Ekonomik ilerlemenin stratejisi
Türkiye’nin eli güçlü; güneş ve rüzgâr potansiyeli yüksek, genç nüfusu dinamik, coğrafi konumu stratejik. Bu unsurlar, yeşil dönüşümün ekonomik açıdan ilerlemenin de stratejisi olabileceğini gösteriyor. Yenilenebilir enerji yatırımları, enerji ithalatına bağımlılığı azaltarak cari açık üzerindeki baskıyı azaltabilir. Aynı zamanda ihracatın yeşil dönüşümle uyumlu hale gelmesi, Avrupa pazarlarında rekabet gücünü korumak ya da artırmak açısından da oldukça kritik önem arz etmektedir. Bugün artık mesele “yeşil olmak” değil, “rekabet yapabilmek”. Önümüzdeki yıllarda karbon ayak izini azaltamayan, enerji verimliliğini sağlayamayan sektörler sadece çevreye değil, kendi ekonomilerine de zarar verecek.
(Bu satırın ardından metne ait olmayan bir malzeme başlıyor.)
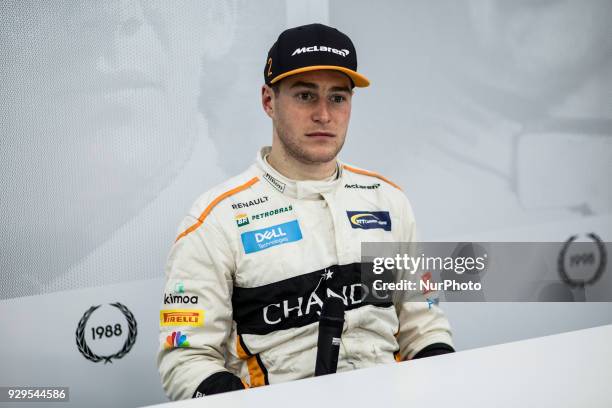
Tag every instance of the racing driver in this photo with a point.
(257, 256)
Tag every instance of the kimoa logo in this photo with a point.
(269, 234)
(363, 219)
(170, 298)
(321, 48)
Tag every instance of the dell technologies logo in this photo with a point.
(321, 48)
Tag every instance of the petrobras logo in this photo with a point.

Bu bakımdan yeşil ekonomi Türkiye için bir maliyetten ziyade bir gelecek yatırımı. Bu dönüşüm üretimi, istihdamı ve finans sistemini değiştirecek bir kalkınma modeli sunuyor. Fakat bu dönüşümlerin gerçekleşmesi için kararlı, uzun vadeli ve koordineli politikalara ihtiyaç var. Büyümenin ölçüsü artık rakamlarla değil; doğayla uyumla, toplumsal kapsayıcılıkla ve ekonomik dayanıklılıkla belirlenecek. Ve belki de Türkiye, tarihte ilk defa, doğayı tahrip etmeden büyümeyi başarabilen ülkelerden biri olabilir.